The internet around the world has been slowed down in what security experts are describing as the biggest cyber-attack of its kind in history.
A row between a spam-fighting group and hosting firm has sparked retaliation attacks affecting the wider internet.
The BBC reports it is having an impact on popular services like Netflix and experts worry it could escalate.
Non-profit organisation Spamhaus, a group that aims to help email providers filter out spam, recently blocked servers maintained by Dutch web host Cyberbunker, which states it will host anything with the exception of child pornography or terrorism-related material.
Spamhaus has alleged that Cyberbunker, in cooperation with "criminal gangs" from Eastern Europe and Russia, is behind the attack.
Steve Linford, chief executive for Spamhaus, told the BBC the scale of the attack was unprecedented.

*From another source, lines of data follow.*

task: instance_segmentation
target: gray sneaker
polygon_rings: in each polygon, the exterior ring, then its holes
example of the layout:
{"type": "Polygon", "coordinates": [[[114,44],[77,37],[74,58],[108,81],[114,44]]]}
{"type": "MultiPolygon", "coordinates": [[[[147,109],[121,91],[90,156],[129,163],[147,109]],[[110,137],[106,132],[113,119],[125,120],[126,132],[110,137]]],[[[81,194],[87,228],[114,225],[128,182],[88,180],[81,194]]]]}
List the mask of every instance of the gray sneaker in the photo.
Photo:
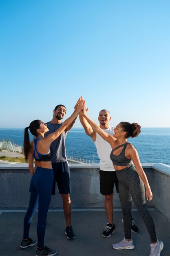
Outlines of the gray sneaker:
{"type": "Polygon", "coordinates": [[[163,248],[163,244],[161,241],[157,239],[157,245],[151,244],[150,246],[150,253],[149,256],[159,256],[163,248]]]}
{"type": "Polygon", "coordinates": [[[24,241],[22,240],[20,247],[23,249],[25,249],[26,248],[29,246],[33,246],[37,242],[36,241],[33,241],[31,238],[29,237],[29,240],[27,241],[24,241]]]}
{"type": "Polygon", "coordinates": [[[40,251],[37,248],[35,256],[53,256],[57,254],[57,250],[52,250],[46,246],[45,246],[44,250],[40,251]]]}
{"type": "Polygon", "coordinates": [[[132,250],[135,248],[135,245],[133,245],[133,241],[131,240],[130,242],[127,242],[124,238],[123,240],[117,244],[112,245],[112,247],[114,249],[117,250],[123,250],[123,249],[127,249],[128,250],[132,250]]]}

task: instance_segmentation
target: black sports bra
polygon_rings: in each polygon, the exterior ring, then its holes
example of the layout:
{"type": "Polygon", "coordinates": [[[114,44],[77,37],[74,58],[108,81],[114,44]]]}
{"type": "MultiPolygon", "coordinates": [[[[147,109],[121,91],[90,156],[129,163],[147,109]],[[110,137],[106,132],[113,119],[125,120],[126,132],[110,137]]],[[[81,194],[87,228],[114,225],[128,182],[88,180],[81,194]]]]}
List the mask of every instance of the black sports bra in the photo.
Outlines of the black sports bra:
{"type": "Polygon", "coordinates": [[[117,165],[117,166],[130,166],[132,164],[132,159],[128,159],[125,156],[125,151],[127,145],[128,144],[130,144],[128,141],[119,145],[115,148],[113,148],[111,151],[110,153],[110,159],[112,160],[113,164],[114,165],[117,165]],[[120,153],[118,155],[115,155],[113,154],[113,151],[116,149],[117,149],[119,148],[124,146],[124,147],[120,153]]]}
{"type": "Polygon", "coordinates": [[[34,139],[34,150],[33,153],[33,156],[34,157],[35,161],[38,161],[39,162],[47,162],[51,161],[53,155],[53,150],[52,148],[50,147],[49,152],[48,154],[43,155],[43,154],[40,154],[39,153],[37,149],[37,142],[40,139],[41,139],[41,138],[42,138],[42,137],[40,137],[38,139],[34,139]],[[37,153],[38,158],[36,156],[35,153],[37,153]]]}

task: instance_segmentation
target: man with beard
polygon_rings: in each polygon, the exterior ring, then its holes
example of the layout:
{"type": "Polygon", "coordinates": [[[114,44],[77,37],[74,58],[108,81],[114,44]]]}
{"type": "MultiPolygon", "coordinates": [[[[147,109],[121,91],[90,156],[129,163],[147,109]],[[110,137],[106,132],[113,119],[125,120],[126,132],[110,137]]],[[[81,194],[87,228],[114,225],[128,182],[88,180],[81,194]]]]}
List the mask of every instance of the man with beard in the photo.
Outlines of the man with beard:
{"type": "MultiPolygon", "coordinates": [[[[79,118],[86,133],[93,140],[96,147],[98,156],[100,159],[99,172],[100,193],[105,196],[104,206],[108,222],[102,235],[104,237],[108,238],[116,231],[115,224],[113,222],[113,200],[115,184],[117,193],[119,192],[118,180],[110,156],[112,148],[108,142],[102,139],[98,133],[93,131],[91,126],[81,113],[79,114],[79,118]]],[[[109,123],[110,119],[110,113],[107,110],[103,109],[100,111],[98,120],[99,121],[100,128],[104,130],[108,134],[113,135],[114,127],[109,126],[109,123]]],[[[138,229],[133,219],[131,231],[134,233],[139,232],[138,229]]]]}
{"type": "MultiPolygon", "coordinates": [[[[77,102],[78,103],[78,102],[77,102]]],[[[75,107],[75,111],[76,106],[75,107]]],[[[53,119],[46,123],[49,131],[45,136],[57,130],[62,125],[62,119],[66,113],[66,108],[62,104],[56,106],[53,110],[53,119]]],[[[67,238],[75,238],[72,226],[71,226],[71,206],[70,198],[71,191],[70,168],[66,156],[65,140],[67,132],[72,127],[75,119],[69,125],[59,137],[51,144],[51,147],[53,151],[51,158],[52,166],[54,174],[52,195],[55,194],[55,184],[58,186],[59,193],[63,200],[63,207],[66,218],[66,225],[65,233],[67,238]]]]}

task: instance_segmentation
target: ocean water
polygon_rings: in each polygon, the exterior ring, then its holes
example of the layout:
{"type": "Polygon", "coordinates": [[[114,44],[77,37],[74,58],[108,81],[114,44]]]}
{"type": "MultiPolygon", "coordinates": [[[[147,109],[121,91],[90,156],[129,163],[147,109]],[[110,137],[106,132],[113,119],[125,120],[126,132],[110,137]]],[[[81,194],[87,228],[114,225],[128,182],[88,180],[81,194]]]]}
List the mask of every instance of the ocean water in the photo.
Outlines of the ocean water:
{"type": "MultiPolygon", "coordinates": [[[[33,138],[31,136],[30,139],[33,138]]],[[[24,129],[0,128],[0,141],[11,139],[14,144],[23,144],[24,129]]],[[[141,163],[162,163],[170,165],[170,128],[143,128],[136,138],[128,139],[138,151],[141,163]]],[[[67,155],[87,162],[99,161],[94,143],[83,128],[73,128],[66,139],[67,155]]]]}

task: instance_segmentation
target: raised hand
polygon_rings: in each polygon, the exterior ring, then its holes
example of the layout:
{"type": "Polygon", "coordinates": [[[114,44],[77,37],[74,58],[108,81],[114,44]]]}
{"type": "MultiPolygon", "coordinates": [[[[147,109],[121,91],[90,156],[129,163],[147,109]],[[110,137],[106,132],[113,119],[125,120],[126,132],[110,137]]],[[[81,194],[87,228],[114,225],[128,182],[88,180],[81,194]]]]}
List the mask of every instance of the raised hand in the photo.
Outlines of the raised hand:
{"type": "Polygon", "coordinates": [[[81,96],[80,98],[79,98],[75,106],[74,109],[75,110],[75,111],[78,112],[79,113],[81,110],[82,110],[83,108],[84,102],[84,99],[82,96],[81,96]]]}
{"type": "Polygon", "coordinates": [[[84,104],[83,104],[83,108],[81,112],[83,116],[84,117],[87,116],[87,112],[88,110],[88,108],[87,108],[87,109],[86,108],[86,103],[85,101],[84,101],[84,104]]]}

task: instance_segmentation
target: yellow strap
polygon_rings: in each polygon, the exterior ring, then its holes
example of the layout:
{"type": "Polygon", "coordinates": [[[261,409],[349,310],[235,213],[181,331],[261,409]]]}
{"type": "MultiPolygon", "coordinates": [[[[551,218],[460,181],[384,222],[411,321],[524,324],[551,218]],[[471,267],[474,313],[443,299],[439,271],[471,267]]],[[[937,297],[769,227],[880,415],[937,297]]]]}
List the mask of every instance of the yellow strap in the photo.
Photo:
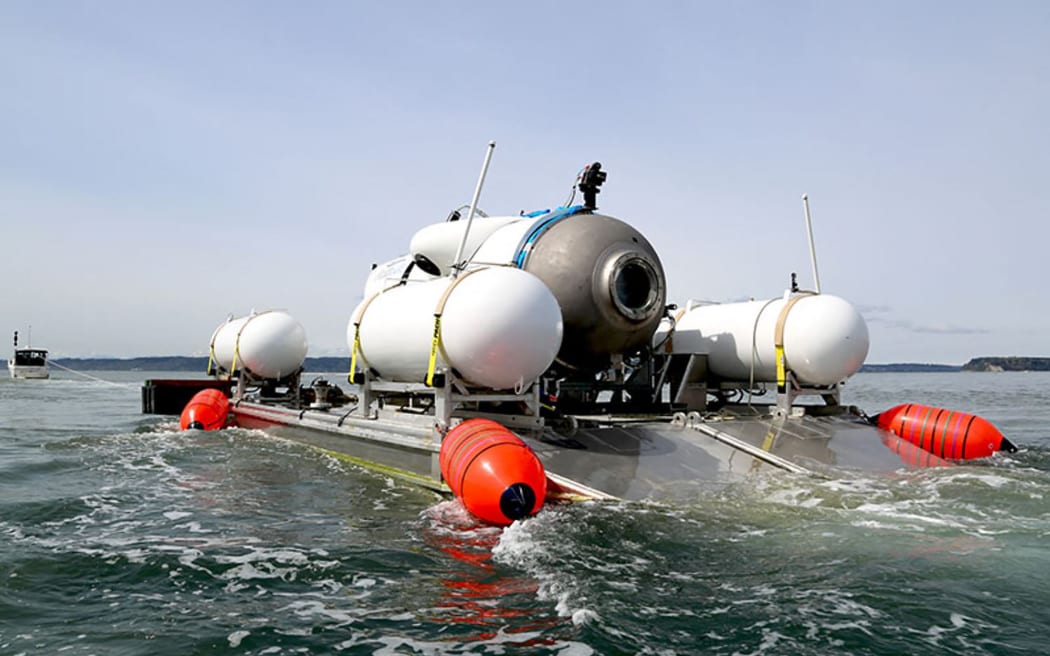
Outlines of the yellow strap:
{"type": "Polygon", "coordinates": [[[466,271],[456,278],[453,278],[452,284],[445,288],[444,294],[438,299],[438,306],[434,309],[434,338],[430,340],[430,359],[426,363],[426,386],[434,386],[434,372],[438,366],[438,348],[441,345],[441,315],[445,311],[445,303],[448,302],[448,297],[452,295],[453,290],[456,285],[469,278],[471,275],[478,273],[479,271],[484,271],[484,269],[471,269],[466,271]]]}
{"type": "Polygon", "coordinates": [[[237,358],[240,357],[240,333],[237,333],[237,342],[233,345],[233,364],[230,366],[230,378],[237,371],[237,358]]]}
{"type": "Polygon", "coordinates": [[[361,324],[354,324],[354,345],[350,350],[350,374],[346,375],[346,382],[354,384],[354,373],[357,371],[357,352],[361,347],[361,324]]]}
{"type": "Polygon", "coordinates": [[[784,366],[784,347],[777,344],[777,390],[788,389],[788,368],[784,366]]]}
{"type": "Polygon", "coordinates": [[[773,344],[776,346],[777,392],[780,393],[785,392],[788,388],[788,363],[784,358],[784,324],[788,322],[788,313],[795,306],[795,303],[811,295],[813,295],[812,292],[806,292],[801,296],[792,297],[780,309],[780,315],[777,317],[777,329],[773,334],[773,344]]]}
{"type": "Polygon", "coordinates": [[[430,340],[430,360],[426,364],[426,386],[434,386],[434,369],[438,365],[438,344],[441,342],[441,315],[434,315],[434,339],[430,340]]]}

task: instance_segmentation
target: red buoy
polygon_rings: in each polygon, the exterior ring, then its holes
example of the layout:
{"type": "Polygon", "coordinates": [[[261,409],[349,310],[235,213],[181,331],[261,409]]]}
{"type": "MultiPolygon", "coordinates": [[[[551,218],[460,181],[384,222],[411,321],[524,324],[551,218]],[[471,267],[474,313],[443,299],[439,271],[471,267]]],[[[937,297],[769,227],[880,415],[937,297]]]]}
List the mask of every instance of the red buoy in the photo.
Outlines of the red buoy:
{"type": "Polygon", "coordinates": [[[902,403],[876,417],[880,428],[949,460],[987,458],[998,450],[1016,451],[988,420],[919,403],[902,403]]]}
{"type": "Polygon", "coordinates": [[[193,395],[190,402],[183,408],[178,425],[183,430],[197,428],[200,430],[218,430],[226,425],[230,414],[230,400],[222,389],[202,389],[193,395]]]}
{"type": "Polygon", "coordinates": [[[503,424],[468,419],[441,443],[441,475],[479,520],[507,526],[533,515],[547,495],[540,459],[503,424]]]}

Mr Linford said the attacks were peaking at 300 gigabits per second. "Normally when there are attacks against major banks, we're talking about 50 gb/s."
The attackers have used a tactic known as Distributed Denial of Service (DDoS), which floods the intended target with large amounts of traffic in an attempt to render it unreachable.
Spamhaus is able to cope, the group says, as it has highly distributed infrastructure in a number of countries.
Mr Linford told the BBC that the attack was being investigated by five different national cyber-police-forces around the world.
He claimed he was unable to disclose more details because the forces were concerned that they too may suffer attacks on their own infrastructure.
Sven Olaf Kamphuis, who claims to be a spokesman for Cyberbunker, said, in a message, that Spamhaus was abusing its position, and should not be allowed to decide "what goes and does not go on the internet".
The knock-on effect is hurting internet services globally, said Prof Alan Woodward, a cybersecurity expert at the University of Surrey.
Spamhaus is supported by many of the world's largest internet companies who rely on it to filter unwanted material.